When former core members of mythic rock band YES reunited for a 2016 tour, it wasn’t exactly for the sake of their art, confesses guitarist Trevor Rabin.
“To be frank, it was completely business inspired,” Rabin says of initially regrouping with iconic frontman Jon Anderson and keyboardist Rick Wakeman. “It wasn’t an idea from the band. The managers thought this would be a big business opportunity.”
Fortunately – “the tour turned out to be good,” he says with a laugh. “We found new ways of playing the old music, so it felt very fresh, very new.”
This unexpected musical gelling, on top of the wild popularity of the 2016 tour, ended up sparking an all-new national tour in 2017 that hits The Smith Center stage on August 31.
This time, the tour comes all from the heart, with Anderson, Wakeman and Rabin embarking on the creation of all-new sounds.
“It’s glorious,” Rabin says. “There hasn’t been one night we haven’t gotten off stage and hugged each other and thought, ‘This is like stealing, we’re having so much fun.’”
Music for the Big Screen
As they discovered on their initial reunion, each artist’s hiatus from the band had given them time to unearth new musical interests that lent to fresh sounds, Rabin says.
He in particular has explored an entirely different career composing more than 40 movie scores, including “National Treasure,” “Remember the Titans,” “Gone in 60 Seconds” and “Bad Boys II.”
Rabin’s early musical training is in orchestration, he explains, and film scores provided an ideal outlet for him.
“Every one has good moments and bad moments,” he says of his movie scores. “When the bad moments happen, I hope the sound effects are really loud.”
Rebuilding Musical Muscles
The driving purpose behind the artists’ current collaboration is pursuing new music, Rabin says.
“I had no desire to go back on the road and be doing old stuff again,” he says. “We are very involved in getting new stuff together.”
He was thrilled to discover this was possible during the initial reunion tour, he says, especially working with Wakeman, who hadn’t performed with the original band at the same time as Rabin.

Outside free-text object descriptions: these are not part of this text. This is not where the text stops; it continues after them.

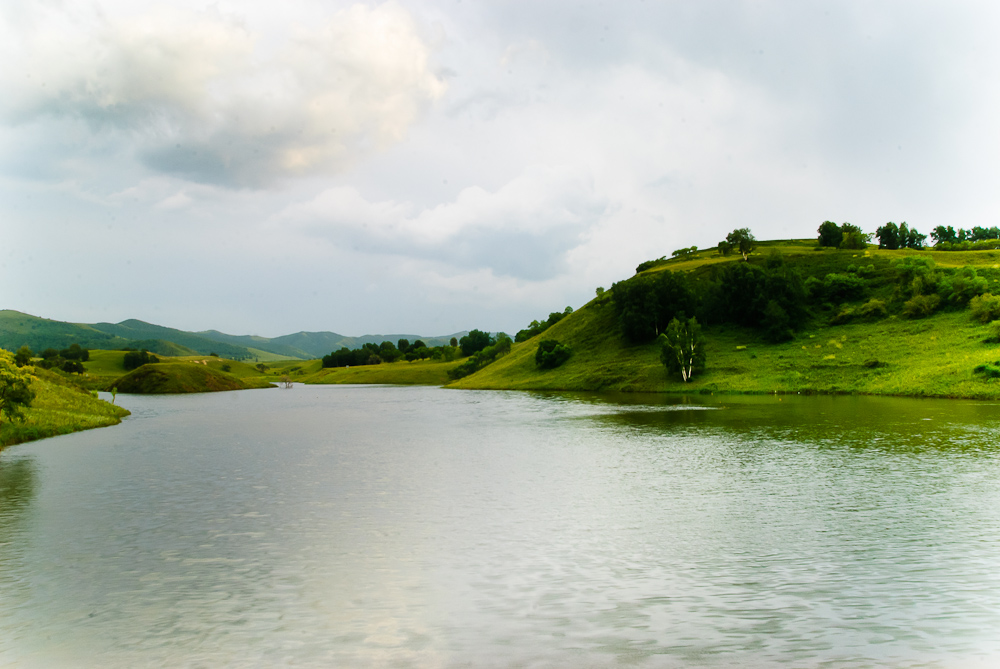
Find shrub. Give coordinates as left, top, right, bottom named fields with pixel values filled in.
left=822, top=273, right=866, bottom=302
left=831, top=306, right=855, bottom=325
left=535, top=339, right=572, bottom=369
left=970, top=293, right=1000, bottom=323
left=983, top=321, right=1000, bottom=344
left=973, top=363, right=1000, bottom=379
left=942, top=267, right=988, bottom=305
left=858, top=298, right=888, bottom=319
left=902, top=294, right=941, bottom=319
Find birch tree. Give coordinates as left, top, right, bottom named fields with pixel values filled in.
left=658, top=316, right=705, bottom=383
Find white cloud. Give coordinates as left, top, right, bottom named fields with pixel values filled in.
left=1, top=2, right=446, bottom=187
left=275, top=165, right=609, bottom=280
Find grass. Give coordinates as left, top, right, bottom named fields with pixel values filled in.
left=298, top=359, right=462, bottom=385
left=453, top=241, right=1000, bottom=399
left=1, top=367, right=129, bottom=448
left=114, top=362, right=275, bottom=394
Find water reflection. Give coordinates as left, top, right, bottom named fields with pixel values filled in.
left=1, top=388, right=1000, bottom=667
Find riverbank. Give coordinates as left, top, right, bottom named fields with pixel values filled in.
left=0, top=367, right=129, bottom=448
left=451, top=296, right=1000, bottom=399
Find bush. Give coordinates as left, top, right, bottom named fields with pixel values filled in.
left=821, top=273, right=867, bottom=303
left=973, top=362, right=1000, bottom=379
left=123, top=349, right=159, bottom=371
left=535, top=340, right=572, bottom=369
left=902, top=294, right=941, bottom=319
left=970, top=293, right=1000, bottom=323
left=984, top=321, right=1000, bottom=344
left=858, top=298, right=888, bottom=319
left=943, top=267, right=988, bottom=305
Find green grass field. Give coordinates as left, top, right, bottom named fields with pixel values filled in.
left=114, top=362, right=275, bottom=394
left=299, top=359, right=461, bottom=385
left=453, top=240, right=1000, bottom=399
left=1, top=367, right=129, bottom=448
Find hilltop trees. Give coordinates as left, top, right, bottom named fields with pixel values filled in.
left=515, top=307, right=573, bottom=342
left=818, top=221, right=870, bottom=249
left=875, top=222, right=926, bottom=250
left=726, top=228, right=756, bottom=260
left=610, top=270, right=698, bottom=343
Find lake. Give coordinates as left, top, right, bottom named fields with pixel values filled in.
left=2, top=386, right=1000, bottom=667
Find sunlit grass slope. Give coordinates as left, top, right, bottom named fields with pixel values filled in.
left=1, top=367, right=129, bottom=448
left=453, top=240, right=1000, bottom=398
left=299, top=359, right=461, bottom=385
left=113, top=363, right=275, bottom=394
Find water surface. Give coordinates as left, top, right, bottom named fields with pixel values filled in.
left=2, top=387, right=1000, bottom=667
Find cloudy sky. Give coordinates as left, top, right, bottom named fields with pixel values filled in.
left=3, top=1, right=1000, bottom=337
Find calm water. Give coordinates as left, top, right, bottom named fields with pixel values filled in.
left=2, top=387, right=1000, bottom=668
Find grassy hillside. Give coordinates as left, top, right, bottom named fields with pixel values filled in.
left=0, top=310, right=131, bottom=352
left=298, top=359, right=461, bottom=385
left=90, top=319, right=251, bottom=359
left=1, top=367, right=129, bottom=448
left=113, top=362, right=275, bottom=394
left=453, top=240, right=1000, bottom=399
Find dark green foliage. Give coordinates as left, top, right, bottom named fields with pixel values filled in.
left=450, top=337, right=458, bottom=348
left=60, top=360, right=85, bottom=374
left=970, top=293, right=1000, bottom=323
left=322, top=342, right=384, bottom=368
left=892, top=257, right=939, bottom=299
left=448, top=335, right=512, bottom=380
left=726, top=228, right=756, bottom=260
left=535, top=339, right=572, bottom=369
left=941, top=267, right=988, bottom=305
left=14, top=345, right=33, bottom=367
left=712, top=253, right=807, bottom=333
left=717, top=240, right=733, bottom=256
left=840, top=224, right=870, bottom=250
left=973, top=362, right=1000, bottom=379
left=658, top=316, right=705, bottom=382
left=610, top=270, right=698, bottom=343
left=762, top=300, right=793, bottom=342
left=878, top=222, right=926, bottom=250
left=61, top=343, right=89, bottom=361
left=459, top=329, right=494, bottom=357
left=932, top=226, right=1000, bottom=247
left=875, top=222, right=901, bottom=250
left=813, top=273, right=866, bottom=303
left=397, top=339, right=410, bottom=353
left=515, top=307, right=574, bottom=342
left=671, top=246, right=697, bottom=257
left=123, top=349, right=160, bottom=371
left=636, top=257, right=667, bottom=273
left=817, top=221, right=841, bottom=247
left=902, top=294, right=941, bottom=318
left=379, top=341, right=401, bottom=362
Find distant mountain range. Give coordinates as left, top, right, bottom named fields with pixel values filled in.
left=0, top=310, right=466, bottom=361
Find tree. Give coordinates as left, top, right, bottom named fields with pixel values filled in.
left=658, top=317, right=705, bottom=382
left=875, top=222, right=900, bottom=250
left=726, top=228, right=756, bottom=260
left=839, top=224, right=870, bottom=250
left=459, top=329, right=494, bottom=357
left=931, top=225, right=958, bottom=245
left=14, top=345, right=33, bottom=367
left=535, top=339, right=572, bottom=369
left=450, top=337, right=458, bottom=348
left=397, top=339, right=410, bottom=353
left=1, top=348, right=35, bottom=427
left=817, top=221, right=841, bottom=247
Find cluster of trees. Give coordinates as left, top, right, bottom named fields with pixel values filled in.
left=515, top=307, right=573, bottom=342
left=611, top=250, right=807, bottom=344
left=323, top=337, right=463, bottom=368
left=448, top=333, right=513, bottom=379
left=124, top=349, right=160, bottom=371
left=16, top=343, right=92, bottom=374
left=1, top=348, right=35, bottom=427
left=817, top=221, right=871, bottom=250
left=874, top=222, right=926, bottom=250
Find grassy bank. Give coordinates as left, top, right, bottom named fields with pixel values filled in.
left=452, top=241, right=1000, bottom=399
left=1, top=367, right=129, bottom=448
left=114, top=362, right=275, bottom=394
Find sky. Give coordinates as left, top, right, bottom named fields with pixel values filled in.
left=3, top=0, right=1000, bottom=338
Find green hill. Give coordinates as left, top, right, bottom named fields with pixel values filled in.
left=90, top=320, right=251, bottom=359
left=452, top=240, right=1000, bottom=399
left=0, top=366, right=129, bottom=448
left=0, top=310, right=131, bottom=352
left=112, top=363, right=275, bottom=394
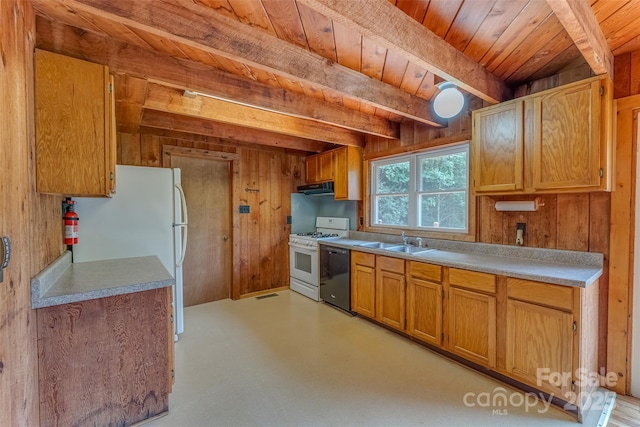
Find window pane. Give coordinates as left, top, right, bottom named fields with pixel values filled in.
left=420, top=151, right=467, bottom=192
left=419, top=192, right=466, bottom=230
left=375, top=195, right=408, bottom=226
left=377, top=161, right=410, bottom=194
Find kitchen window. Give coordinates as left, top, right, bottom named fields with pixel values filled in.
left=370, top=143, right=469, bottom=233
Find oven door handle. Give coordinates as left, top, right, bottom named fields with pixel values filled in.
left=288, top=242, right=317, bottom=252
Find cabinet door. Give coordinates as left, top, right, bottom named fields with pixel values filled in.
left=472, top=101, right=524, bottom=193
left=448, top=287, right=496, bottom=368
left=506, top=299, right=573, bottom=397
left=35, top=49, right=113, bottom=197
left=530, top=80, right=602, bottom=191
left=407, top=277, right=442, bottom=346
left=317, top=152, right=334, bottom=182
left=376, top=269, right=405, bottom=330
left=351, top=252, right=376, bottom=318
left=305, top=155, right=319, bottom=183
left=334, top=146, right=363, bottom=200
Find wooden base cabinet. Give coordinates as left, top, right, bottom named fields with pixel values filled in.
left=376, top=256, right=405, bottom=330
left=37, top=288, right=172, bottom=426
left=447, top=268, right=497, bottom=368
left=448, top=287, right=496, bottom=368
left=506, top=299, right=573, bottom=397
left=349, top=254, right=599, bottom=420
left=406, top=261, right=443, bottom=346
left=504, top=277, right=599, bottom=418
left=351, top=251, right=376, bottom=318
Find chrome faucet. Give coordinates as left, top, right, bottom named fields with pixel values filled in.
left=416, top=237, right=423, bottom=248
left=401, top=231, right=408, bottom=245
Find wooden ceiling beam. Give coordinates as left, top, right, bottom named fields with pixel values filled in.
left=297, top=0, right=511, bottom=104
left=34, top=16, right=398, bottom=139
left=140, top=110, right=331, bottom=154
left=138, top=127, right=314, bottom=157
left=546, top=0, right=613, bottom=76
left=53, top=0, right=444, bottom=126
left=143, top=83, right=364, bottom=147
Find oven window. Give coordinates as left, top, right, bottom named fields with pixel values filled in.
left=295, top=251, right=313, bottom=274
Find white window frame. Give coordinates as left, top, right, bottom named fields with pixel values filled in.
left=370, top=143, right=470, bottom=234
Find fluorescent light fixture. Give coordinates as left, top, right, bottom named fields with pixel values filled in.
left=433, top=82, right=465, bottom=119
left=494, top=200, right=544, bottom=212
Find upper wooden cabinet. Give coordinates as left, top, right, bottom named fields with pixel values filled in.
left=305, top=151, right=333, bottom=184
left=305, top=146, right=363, bottom=200
left=35, top=49, right=116, bottom=197
left=333, top=146, right=363, bottom=200
left=472, top=101, right=524, bottom=193
left=472, top=75, right=612, bottom=195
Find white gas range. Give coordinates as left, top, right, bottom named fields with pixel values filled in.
left=289, top=217, right=349, bottom=301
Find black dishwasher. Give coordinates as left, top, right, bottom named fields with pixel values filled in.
left=319, top=245, right=352, bottom=313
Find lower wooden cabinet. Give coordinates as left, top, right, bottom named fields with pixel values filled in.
left=351, top=251, right=376, bottom=317
left=348, top=253, right=598, bottom=419
left=406, top=261, right=443, bottom=346
left=376, top=256, right=405, bottom=330
left=448, top=287, right=496, bottom=368
left=506, top=299, right=573, bottom=397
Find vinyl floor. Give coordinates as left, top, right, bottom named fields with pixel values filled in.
left=145, top=290, right=614, bottom=427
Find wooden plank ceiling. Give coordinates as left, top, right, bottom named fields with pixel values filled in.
left=31, top=0, right=640, bottom=153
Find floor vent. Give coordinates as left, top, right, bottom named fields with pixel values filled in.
left=255, top=293, right=278, bottom=300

“What made the reunion extremely worthwhile was Rick and I got on really well both musically and personally,” Rabin says. “That’s part of the reason this new tour came together.”
With a focus on starting fresh, the band plans to release new songs one at a time that showcase a new conceptual style, he says.
Not using any set formulas, which Rabin has “never liked,” the band hopes audiences will be open to a break from their classic hits.
“We have no business aspirations this time,” Rabin says. “It really is all about the music.”
“YES Featuring Jon Anderson, Trevor Rabin and Rick Wakeman” performs at The Smith Center on August 31.